What I really mean by education

Remember those hypotheticals that your seventh grade school teacher asked you when she didn't have a teaching plan: "If there was one thing you could change about Pakistan, what would it be?" The twelve-year-old me's answer was invariably education: "I'd want all 170 million people of our country to be educated." Today, I would answer more specifically: "I'd want all 170 million people of our country to be able to read, write and think for themselves."

The Garage School (TGS) is an NGO that is working to make the twelve-year-old me's wish come true. TGS runs two primary schools in DHA, Karachi – one literally out of a garage – and provides free education to young boys and girls from the low-income Neelum and Shah Rasool Colonies. Excellent, excellent work, the twelve-year-old me would say, but after visiting TGS the 22-year-old me was only dismayed at the kind of education TGS is imparting to its students.
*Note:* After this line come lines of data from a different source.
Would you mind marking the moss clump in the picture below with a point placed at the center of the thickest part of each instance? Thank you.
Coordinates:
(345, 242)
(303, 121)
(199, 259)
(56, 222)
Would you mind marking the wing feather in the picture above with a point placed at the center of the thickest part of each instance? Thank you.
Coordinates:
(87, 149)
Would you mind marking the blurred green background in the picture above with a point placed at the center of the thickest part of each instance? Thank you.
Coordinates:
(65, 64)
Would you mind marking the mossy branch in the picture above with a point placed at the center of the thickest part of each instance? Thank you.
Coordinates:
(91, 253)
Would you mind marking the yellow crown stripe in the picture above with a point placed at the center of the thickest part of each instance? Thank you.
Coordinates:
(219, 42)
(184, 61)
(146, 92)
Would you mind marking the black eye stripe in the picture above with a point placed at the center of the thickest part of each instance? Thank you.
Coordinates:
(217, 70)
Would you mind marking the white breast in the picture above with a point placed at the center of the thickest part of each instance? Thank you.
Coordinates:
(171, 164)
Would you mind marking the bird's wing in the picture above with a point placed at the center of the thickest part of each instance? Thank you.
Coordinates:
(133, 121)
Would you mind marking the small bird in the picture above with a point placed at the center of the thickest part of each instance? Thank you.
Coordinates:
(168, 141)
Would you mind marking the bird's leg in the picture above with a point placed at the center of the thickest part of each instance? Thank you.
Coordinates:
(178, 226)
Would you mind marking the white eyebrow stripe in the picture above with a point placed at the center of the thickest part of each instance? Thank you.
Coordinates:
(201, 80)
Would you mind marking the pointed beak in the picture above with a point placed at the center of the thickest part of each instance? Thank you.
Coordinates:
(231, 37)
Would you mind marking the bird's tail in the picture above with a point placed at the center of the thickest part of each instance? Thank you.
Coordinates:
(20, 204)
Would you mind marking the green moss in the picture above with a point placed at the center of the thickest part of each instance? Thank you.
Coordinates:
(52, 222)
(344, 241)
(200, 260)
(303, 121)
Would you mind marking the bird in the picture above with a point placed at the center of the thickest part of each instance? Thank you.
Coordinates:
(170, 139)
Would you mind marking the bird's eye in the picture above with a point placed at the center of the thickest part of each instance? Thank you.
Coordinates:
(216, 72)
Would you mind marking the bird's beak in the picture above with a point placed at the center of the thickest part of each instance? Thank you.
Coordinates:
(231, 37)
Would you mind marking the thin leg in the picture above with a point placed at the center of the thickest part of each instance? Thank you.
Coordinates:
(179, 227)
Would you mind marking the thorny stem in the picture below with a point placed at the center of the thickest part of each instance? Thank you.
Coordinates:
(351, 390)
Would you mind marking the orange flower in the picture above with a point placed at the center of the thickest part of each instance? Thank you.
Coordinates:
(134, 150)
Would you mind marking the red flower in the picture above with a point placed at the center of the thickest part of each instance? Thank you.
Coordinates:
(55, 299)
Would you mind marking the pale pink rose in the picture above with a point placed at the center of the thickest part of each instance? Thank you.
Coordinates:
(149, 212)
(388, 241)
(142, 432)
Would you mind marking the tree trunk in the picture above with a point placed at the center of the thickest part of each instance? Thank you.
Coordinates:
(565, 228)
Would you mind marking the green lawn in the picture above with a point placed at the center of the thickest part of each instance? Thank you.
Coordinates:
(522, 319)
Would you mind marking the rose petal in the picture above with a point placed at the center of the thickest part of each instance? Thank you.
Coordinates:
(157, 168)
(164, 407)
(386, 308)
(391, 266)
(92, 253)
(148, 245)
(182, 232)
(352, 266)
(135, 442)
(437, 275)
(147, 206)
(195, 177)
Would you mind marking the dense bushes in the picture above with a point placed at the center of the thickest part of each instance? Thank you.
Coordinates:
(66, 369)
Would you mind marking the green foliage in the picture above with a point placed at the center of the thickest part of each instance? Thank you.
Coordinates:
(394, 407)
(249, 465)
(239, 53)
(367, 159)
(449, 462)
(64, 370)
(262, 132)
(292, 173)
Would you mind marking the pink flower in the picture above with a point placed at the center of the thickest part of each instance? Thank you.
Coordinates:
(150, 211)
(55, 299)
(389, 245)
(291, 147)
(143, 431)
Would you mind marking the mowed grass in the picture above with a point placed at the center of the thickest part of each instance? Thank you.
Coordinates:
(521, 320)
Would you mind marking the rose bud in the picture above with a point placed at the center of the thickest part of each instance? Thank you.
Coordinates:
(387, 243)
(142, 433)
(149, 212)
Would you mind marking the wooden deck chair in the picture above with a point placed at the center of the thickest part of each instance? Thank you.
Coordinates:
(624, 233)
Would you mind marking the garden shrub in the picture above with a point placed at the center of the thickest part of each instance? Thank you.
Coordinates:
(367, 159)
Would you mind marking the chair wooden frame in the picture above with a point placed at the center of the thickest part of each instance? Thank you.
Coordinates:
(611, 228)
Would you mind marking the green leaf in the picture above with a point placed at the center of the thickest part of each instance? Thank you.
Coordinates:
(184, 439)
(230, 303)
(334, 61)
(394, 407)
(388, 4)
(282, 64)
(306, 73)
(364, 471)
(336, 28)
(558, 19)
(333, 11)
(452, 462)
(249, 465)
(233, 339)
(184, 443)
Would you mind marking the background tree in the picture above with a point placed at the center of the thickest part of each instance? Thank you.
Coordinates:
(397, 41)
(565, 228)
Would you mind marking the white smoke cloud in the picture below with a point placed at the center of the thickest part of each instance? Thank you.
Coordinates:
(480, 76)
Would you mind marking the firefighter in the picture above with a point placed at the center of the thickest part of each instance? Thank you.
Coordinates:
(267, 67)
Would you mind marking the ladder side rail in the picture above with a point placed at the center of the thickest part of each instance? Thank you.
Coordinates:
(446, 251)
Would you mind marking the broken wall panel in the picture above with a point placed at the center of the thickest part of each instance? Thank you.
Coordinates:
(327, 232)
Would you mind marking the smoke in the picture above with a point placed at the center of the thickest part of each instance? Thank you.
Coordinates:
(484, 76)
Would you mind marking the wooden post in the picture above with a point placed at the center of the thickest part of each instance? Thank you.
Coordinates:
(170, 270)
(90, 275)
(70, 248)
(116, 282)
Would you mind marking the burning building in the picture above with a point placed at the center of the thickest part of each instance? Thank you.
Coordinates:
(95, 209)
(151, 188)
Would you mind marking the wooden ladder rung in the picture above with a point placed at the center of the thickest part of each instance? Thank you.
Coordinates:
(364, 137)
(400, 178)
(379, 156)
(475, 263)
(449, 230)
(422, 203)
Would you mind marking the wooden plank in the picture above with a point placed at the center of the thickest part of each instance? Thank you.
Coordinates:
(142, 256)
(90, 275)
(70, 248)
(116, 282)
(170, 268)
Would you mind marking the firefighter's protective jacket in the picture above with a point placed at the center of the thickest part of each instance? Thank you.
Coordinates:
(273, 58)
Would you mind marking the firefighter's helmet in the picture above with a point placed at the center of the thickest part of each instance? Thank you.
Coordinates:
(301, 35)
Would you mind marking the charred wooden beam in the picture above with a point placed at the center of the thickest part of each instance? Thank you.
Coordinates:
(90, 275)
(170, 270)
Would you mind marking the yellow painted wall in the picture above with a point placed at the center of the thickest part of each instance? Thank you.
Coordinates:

The emphasis of the school is entirely on discipline and rote learning. To impress me, a teacher asked the brightest student in her class to tell us what he knew about Pakistan. What followed was a verbatim recital of a passage from some textbook on Pakistan. In a breathless monologue, the boy quoted, "As a Pakistani, it is our duty to worship God, respect our parents and love our countrymen. Pakistan is a great nation that was formed in 1947. It has four provinces. The first province is Punjab. Its capital is Lahore..." So on and so forth. Later, the entire class parroted, with some assistance from the science teacher, slogans against smoking cigarettes and chewing paan. The children were basically being mass-programmed to follow the values that the school thought appropriate.

I know, this happens here at the best private schools too. Schools like to produce obedient and disciplined students, who have just enough brainpower to regurgitate all the axioms they want to feed them but not enough to think independently or question anything, least of all the schools and their axioms.

But that isn't the kind of students that schools should be producing. It won't give us a population that can innovate and revolutionize or engage in rational debate, tolerate a diversity of opinions and adapt quickly to change. It will simply produce people who can read and write and at most hold a low level white collar job. Students deserve more than that; and we as a country need more than that. Much, much more.